Se pensarmos bem, o mais fácil é deixar-nos afundar na dita ( errr... m****? Sim, m****) porque não requer qualquer tipo de esforço, basta fazer corpo mole e lá vamos nós. Difícil é nadar contra a corrente e tentar que a cabeça fique à tona. Dir-me-ão: isso é tudo muito bonito, uma linda alegoria, ainda que por demais batida, mas nem sempre temos forças. Verdade. É a mais pura das verdades! E ninguém pode ser condenado por isso. A dor pesa. O sofrimento pesa. São pesos extra amarrados aos pés. Há dias, há fases, às vezes, há meses e anos em que levam a melhor: os pesos, a m**** da vida, a corrente de forças contrárias à nossa vontade, ao que nos faz feliz. É uma pena, é um desperdício de tempo que não volta mas é verdade e é humano e, talvez, até faça parte do caminho, não sei. Sei, sim, que devemos - a nós próprios, a mais ninguém -, quando encontramos um sopro de força cá dentro que nos dê um empurrão, tentar apanhar a onda, como podermos. Esqueçam-se do perfeccionismo, se só conseguirem encavalitar-se na prancha de joelhos ou agarrá-la com as mãos, que seja. Que seja! Não tem que ser bonito, não tem que ser vistoso, basta ser. Porque há vida para além da m****. Há dores no corpo mas também há beijos ternos de manhã que ajudam a aliviá-las. Há tardes sisudas e fracas de espírito mas também há Chopin ao piano que atravessa as paredes vindo da casa ao lado. Há ordens para não sair e há amigos que, sendo assim, entram, carregados de almoço ou lanche pronto a ser consumido e que riem connosco na nossa clausura. Há medo mas há esperança e rezas de tio adorado mas já velhinho todas as noites. Há vómitos e cabeça a latejar mas há medalha de santa com o nosso nome trazida de propósito por amigo que considerávamos distante. Há amor, há amizade, há solidariedade, há carinho, há presença, há atenção, há família, de sangue e alargada e que se escolhe. E há dias sem dores. E sem má disposição. E com apetite. E em que o café nos volta a saber bem...
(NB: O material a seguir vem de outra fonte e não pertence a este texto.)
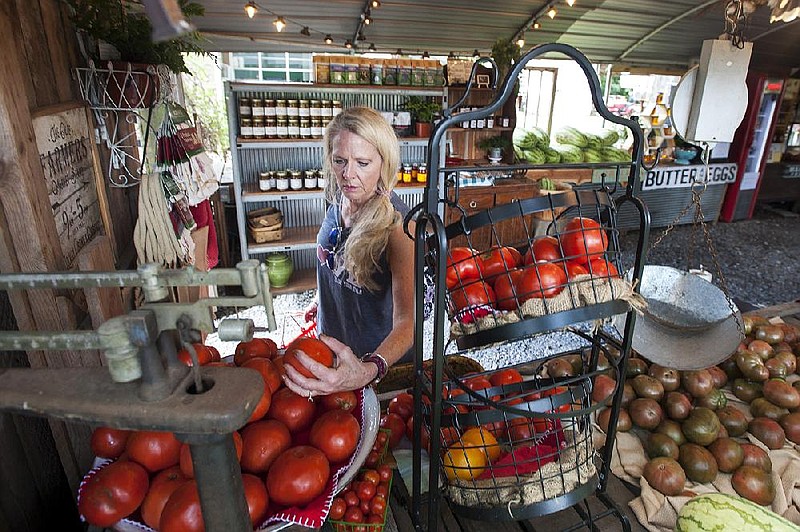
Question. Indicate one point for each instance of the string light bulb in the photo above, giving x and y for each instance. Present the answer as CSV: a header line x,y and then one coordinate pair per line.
x,y
251,9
Revisitei há uns dias uma frase feita daquelas bonitas que inundam as redes sociais e que adornam perfis no campo dos motes de vida. Dizia qualquer como coisa: a vida é o que queremos que seja. Pois, às vezes não é. Uma parte, talvez bem maior do que gostaríamos de admitir, não é. Ainda apanhei a febre do empowerment no meu crescimento enquanto pessoa mas, talvez felizmente, tenha ido ainda a tempo de o saber finito, com limites. Temos sempre poder para tentar mudar a nossa vida. Sempre. Mas a nossa força também reside na aceitação do que não passa por nós decidir e, acima de tudo, na capacidade de viver o melhor possível as entrelinhas, as entrelinhas que cosem os momentos uns aos outros e que os enfeitam, as entrelinhas que são, nem mais nem menos, a nossa expressão e a forma como decidimos viver tudo o que a vida nos impõe e todo o terreno que lá lhe vamos conseguindo conquistar.